3. Cross-Site Scripting (XSS)
Cross-Site Scripting occurs when an application receives data from a user and displays it on a web page without proper validation or encoding. If the backend receives and processes data from the frontend without adequate checks, attackers can insert malicious scripts that execute in other users' browsers, stealing sensitive information such as cookies or changing the appearance of web pages.
Example:
Users post comments containing malicious scripts:
<script>alert('XSS!');</script>Danger:
If the backend does not sanitize the input and directly stores and displays these comments on the web page, any user who sees these comments will run the script in their browser. This could be used to steal session cookies or perform other malicious actions.
4. Authorization Bypass
Frontends often have UI controls to limit access based on user role. However, these controls are only cosmetic and cannot be used as the only layer of security. If the backend does not verify authorization for each request, users can forge requests to access data or functions that should be restricted.
Example:
The app has UI controls that only show a "Delete User" button for administrators. However, regular users try sending requests directly to endpoints that handle user deletion with tools like Postman.
Danger:
If the backend does not check whether the user sending the request has the administrator role, a normal user could delete another user's account without permission.
5. Parameter Tampering
Parameter Tampering is data manipulation in requests sent from the frontend to the backend. For example, item prices in e-commerce applications or access levels in role-based applications can be changed by the user. Without proper validation and checks, the backend may receive and process this manipulated data, causing financial loss or violation of access rights.
Example:
The e-commerce application sends the product price in the request when adding it to the shopping cart:
{
"productId": 123,
"quantity": 1,
"price": 100.00
}
Users change the price to 1.00 with tools such as browser developer tools.
Danger:
If the backend does not validate the product price based on the data in the database, but instead accepts the price from the request, the user could end up paying a much lower price than they should. But it would be better if the price didn't have to be sent but instead the backend calculated the price independently.

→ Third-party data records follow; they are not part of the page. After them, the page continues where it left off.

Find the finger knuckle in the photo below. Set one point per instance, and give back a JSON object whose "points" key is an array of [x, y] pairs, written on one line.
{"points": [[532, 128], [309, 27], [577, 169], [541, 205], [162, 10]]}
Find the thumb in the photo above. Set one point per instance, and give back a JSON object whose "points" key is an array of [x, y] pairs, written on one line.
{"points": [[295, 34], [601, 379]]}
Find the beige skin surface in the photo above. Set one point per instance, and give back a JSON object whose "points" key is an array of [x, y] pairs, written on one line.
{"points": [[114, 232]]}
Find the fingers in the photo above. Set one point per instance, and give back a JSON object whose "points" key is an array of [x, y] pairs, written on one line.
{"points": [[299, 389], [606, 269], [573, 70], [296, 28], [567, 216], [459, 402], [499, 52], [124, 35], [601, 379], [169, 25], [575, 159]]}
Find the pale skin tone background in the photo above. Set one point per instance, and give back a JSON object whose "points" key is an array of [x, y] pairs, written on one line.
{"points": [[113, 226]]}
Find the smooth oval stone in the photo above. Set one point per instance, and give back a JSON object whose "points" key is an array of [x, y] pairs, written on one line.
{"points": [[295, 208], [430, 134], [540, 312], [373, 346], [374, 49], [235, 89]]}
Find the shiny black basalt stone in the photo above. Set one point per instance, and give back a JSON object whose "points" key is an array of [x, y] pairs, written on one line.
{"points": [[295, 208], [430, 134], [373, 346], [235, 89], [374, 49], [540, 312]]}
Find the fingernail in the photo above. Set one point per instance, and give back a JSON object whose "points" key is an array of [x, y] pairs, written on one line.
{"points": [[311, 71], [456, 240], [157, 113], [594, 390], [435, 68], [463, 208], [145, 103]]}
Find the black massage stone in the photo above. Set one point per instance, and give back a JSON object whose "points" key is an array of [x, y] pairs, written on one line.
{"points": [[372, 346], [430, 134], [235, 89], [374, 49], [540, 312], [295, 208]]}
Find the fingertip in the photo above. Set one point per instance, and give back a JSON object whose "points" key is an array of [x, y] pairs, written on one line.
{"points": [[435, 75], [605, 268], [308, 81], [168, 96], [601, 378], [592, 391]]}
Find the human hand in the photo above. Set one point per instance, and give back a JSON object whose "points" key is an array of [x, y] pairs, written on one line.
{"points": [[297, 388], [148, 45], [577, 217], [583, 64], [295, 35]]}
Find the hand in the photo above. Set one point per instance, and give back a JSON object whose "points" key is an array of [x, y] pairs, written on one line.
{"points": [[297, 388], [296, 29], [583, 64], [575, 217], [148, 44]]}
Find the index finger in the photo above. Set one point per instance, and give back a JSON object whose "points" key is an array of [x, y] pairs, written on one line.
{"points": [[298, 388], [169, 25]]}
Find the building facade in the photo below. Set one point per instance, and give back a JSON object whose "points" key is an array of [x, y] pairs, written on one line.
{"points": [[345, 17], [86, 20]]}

6. Sensitive Data Exposure
Sensitive information such as credit card numbers, personal data, and passwords should never be sent or received in plain text. If the backend trusts the frontend in this regard, sensitive data could be exposed in transit or on the client side, making it vulnerable to eavesdropping or theft.
Example:
Aplikasi mengirimkan nomor kartu kredit dalam request untuk menyelesaikan transaksi:
{
"creditCardNumber": "4111111111111111",
"expiryDate": "12/24",
"cvv": "123"
}
If this data is sent over an insecure connection (HTTP) or stored unencrypted on a server, sensitive data can be stolen by attackers who eavesdrop on the network or access the server.
Kesimpulan
Trusting requests from the frontend without adequate validation and checks on the backend is a very dangerous practice. The backend should always be considered the source of truth and is responsible for verifying, sanitizing, and validating all data received from the frontend. This involves implementing security principles such as input validation, role-based authorization, and data encryption. Thus, we can protect web applications from various security threats and ensure the integrity and confidentiality of user data.